Hello! I think that this PCI SMC could be already marked as deprecated
as Linux can use "native" drivers to access PCIe config space, without
need to use any kind of RPC mechanism, like ARM SMC.

Note that for example kernel driver phy-mvebu-a3700-comphy.c was
converted from ARM SMC API to true "native" linux driver which touch
hardware directly (and does not use RPC API).
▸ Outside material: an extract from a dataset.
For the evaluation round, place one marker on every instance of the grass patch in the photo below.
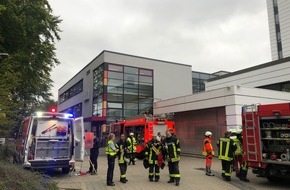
(13, 177)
And this is the right
direction, stop using RPC APIs in kernel and configure hardware
directly without need to depends on firmware, SMC or any other SW which
is running on CPU. Depending on the firmware or its functionality which
access same HW as kernel itself, is always nightmare. x86 developers
have enough experience with BIOS and its poor implementations and there
was for a long time direction to not use x86 BIOS and rather communicate
with hardware directly. And if PCIe hardware is broken? Well, PCIe
controller drivers should be extended to handle or workaround it. I have
already sent lot of patches for Marvell PCIe controllers to workaround
HW design issues, so similarly it should be done for other (known
broken) vendor HW.

So in my opinion, instead of PCI SMC, kernel PCIe controller drivers
should be fixed to correctly access PCIe config space and completely
deprecate/remove this PCI SMC from kernel. And if PCI SMC has not landed
in kernel yet, even better, because deprecation step can be skipped.